Mas, mesmo com a sobrecarga, a designer pontua que tem tentado driblar a situação levando os filhos para passeios ao ar livre. A conversa com as crianças sobre os jogos também ocorre dentro de casa, não só pelo hábito de jogar, mas também pelos próprios conteúdos consumidos pelo filho. “Às vezes acho que os jogos que ele joga não são próprios para a idade dele, tem muita violência”, diz ela, que avalia a presença dos eletrônicos de forma negativa. “Acho que eles vieram mais para atrapalhar que ajudar. Me sinto triste e impotente diante da situação”, confessa.  
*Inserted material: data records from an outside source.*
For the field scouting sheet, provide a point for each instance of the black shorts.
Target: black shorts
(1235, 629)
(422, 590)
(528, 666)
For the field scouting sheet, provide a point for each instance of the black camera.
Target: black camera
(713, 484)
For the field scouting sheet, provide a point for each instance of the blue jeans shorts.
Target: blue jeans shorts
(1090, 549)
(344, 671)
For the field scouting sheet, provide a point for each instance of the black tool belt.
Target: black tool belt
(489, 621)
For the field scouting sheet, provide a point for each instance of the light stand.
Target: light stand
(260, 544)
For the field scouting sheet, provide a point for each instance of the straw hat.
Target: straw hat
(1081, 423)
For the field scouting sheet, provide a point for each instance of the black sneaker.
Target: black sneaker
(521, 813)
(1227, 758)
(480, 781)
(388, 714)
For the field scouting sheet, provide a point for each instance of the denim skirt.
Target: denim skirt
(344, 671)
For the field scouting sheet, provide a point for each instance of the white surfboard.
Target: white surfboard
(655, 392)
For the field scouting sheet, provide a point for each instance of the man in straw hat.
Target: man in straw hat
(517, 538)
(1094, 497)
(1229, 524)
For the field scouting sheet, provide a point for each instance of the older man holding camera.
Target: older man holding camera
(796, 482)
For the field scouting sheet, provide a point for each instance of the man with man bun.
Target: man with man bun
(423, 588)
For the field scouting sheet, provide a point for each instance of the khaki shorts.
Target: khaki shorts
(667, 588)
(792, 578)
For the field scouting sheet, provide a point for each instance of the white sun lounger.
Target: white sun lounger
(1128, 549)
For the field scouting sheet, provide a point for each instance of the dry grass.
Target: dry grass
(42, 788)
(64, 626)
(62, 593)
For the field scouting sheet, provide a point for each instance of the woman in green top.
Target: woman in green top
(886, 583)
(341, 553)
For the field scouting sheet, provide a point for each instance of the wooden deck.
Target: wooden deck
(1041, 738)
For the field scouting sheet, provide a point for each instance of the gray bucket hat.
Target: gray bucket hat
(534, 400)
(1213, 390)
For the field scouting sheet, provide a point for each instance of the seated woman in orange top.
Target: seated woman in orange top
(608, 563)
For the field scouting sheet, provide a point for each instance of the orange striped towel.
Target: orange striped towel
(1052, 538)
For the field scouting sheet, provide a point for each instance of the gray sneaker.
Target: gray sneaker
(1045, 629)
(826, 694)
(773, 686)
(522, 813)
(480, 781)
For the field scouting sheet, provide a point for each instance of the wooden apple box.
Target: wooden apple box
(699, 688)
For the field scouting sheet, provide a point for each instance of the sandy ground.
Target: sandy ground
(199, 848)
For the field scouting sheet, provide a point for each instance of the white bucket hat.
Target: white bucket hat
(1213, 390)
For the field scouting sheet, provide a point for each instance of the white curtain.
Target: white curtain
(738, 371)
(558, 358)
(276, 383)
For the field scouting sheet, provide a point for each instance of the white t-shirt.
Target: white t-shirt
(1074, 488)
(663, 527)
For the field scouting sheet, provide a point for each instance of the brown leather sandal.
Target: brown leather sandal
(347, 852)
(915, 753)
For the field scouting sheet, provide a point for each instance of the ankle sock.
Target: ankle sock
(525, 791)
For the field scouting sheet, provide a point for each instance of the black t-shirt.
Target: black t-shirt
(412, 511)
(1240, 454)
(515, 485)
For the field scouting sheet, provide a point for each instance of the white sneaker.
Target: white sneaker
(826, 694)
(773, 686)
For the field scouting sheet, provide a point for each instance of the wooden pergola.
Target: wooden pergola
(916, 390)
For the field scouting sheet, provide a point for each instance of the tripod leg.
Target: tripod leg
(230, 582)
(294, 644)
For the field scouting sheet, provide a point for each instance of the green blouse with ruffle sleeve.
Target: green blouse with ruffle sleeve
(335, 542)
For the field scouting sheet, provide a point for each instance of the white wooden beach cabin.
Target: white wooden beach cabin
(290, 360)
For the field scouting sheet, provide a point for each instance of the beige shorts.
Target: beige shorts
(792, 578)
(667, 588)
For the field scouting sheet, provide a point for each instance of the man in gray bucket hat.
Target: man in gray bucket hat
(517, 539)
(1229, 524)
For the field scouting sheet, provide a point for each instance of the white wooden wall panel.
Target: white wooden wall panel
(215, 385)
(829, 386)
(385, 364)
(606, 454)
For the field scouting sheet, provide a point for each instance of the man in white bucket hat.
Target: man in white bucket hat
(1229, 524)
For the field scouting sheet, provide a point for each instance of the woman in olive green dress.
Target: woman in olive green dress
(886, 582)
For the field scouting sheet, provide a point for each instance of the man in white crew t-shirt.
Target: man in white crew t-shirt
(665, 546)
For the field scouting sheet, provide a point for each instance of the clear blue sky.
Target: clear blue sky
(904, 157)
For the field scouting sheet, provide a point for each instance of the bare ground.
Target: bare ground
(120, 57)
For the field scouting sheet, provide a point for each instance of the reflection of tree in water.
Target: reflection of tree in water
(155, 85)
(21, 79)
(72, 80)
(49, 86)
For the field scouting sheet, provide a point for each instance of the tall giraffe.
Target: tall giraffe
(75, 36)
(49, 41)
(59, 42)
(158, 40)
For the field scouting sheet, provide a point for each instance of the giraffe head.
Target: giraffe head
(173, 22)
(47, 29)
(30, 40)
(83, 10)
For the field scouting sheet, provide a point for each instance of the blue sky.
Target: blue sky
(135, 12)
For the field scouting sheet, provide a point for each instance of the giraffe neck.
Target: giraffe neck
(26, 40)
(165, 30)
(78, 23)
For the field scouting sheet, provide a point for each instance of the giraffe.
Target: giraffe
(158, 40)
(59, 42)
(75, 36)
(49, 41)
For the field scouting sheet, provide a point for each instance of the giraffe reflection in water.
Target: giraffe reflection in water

A preocupação de Marina não é para menos, já que a relação com os jogos pode se tornar um assunto mais grave em determinados momentos, tornando-se um transtorno mental. E o diagnóstico nem sempre é o mais fácil. Segundo a OMS, ele precisa ser baseado em vários sintomas, que incluem a falta de controle sobre o impulso de jogar jogos eletrônicos, a tendência em priorizá-los em detrimento de outras obrigações e um envolvimento contínuo e intenso na atividade, mesmo diante de consequências negativas, que consome várias horas do dia.  

Apesar de ser um transtorno tratável – assim como outros casos de compulsão –, a relação doentia com os jogos deve ser um cenário evitado. É isso o que aponta a psicóloga Renata Borja, especialista em terapia cognitivo-comportamental. Ela pontua que a melhor maneira de lidar com o problema é a prevenção. “É importante que a gente fale sobre como prevenir. Os pais devem determinar quantas horas as crianças ficam diante dos jogos. As telas também precisam ser evitadas. Sabemos que, até os 3 anos de idade, se for possível, elas não devem ter contato com nenhuma”, explica.  

A criação de novas rotinas e outros tipos de atividade também são fatores fundamentais. “O esporte é sensacional para isso”, destaca. A psicóloga ressalta também que é importante que os pais consigam impor limites. “O limite deve existir com o afeto na mesma medida. Não pode ser na base da briga, você não pode tomar as coisas à força. As pessoas costumam achar que brigar é colocar limite, mas não necessariamente”. 

Caso a situação já tenha chegado a um nível mais grave, a orientação é procurar ajuda profissional, não só para os filhos, mas também para os próprios responsáveis pelas crianças. “Se não houver um trabalho em parceria com os pais, não dará certo”, afirma.  

A especialista ressalta ainda a importância do exemplo vindo de casa. “Muitas crianças chegam para mim e dizem que os pais só ficam no celular, que não há um diálogo. O tempo em família é importante e, muitas vezes, não existe, não é criado um hábito de sair para passear, de fazerem algo juntos”, diz.  

A PhD em neurociência, psicopedagoga e psicanalista Angela Mathylde Soares reforça o coro, destacando a importância da convivência em família. “É preciso ter rotina, regras e um momento social entre a família. Não adianta só ir para a casa da vovó ou ir para a casa dos amigos. Isso é muito legal, mas é preciso que a família também se socialize”, ressalta ela. “Como isso pode ser feito? Indo ao cinema juntos, cozinhando ou se engajando em atividades que tragam essa interação entre os membros, e não mais uma distração”, complementa.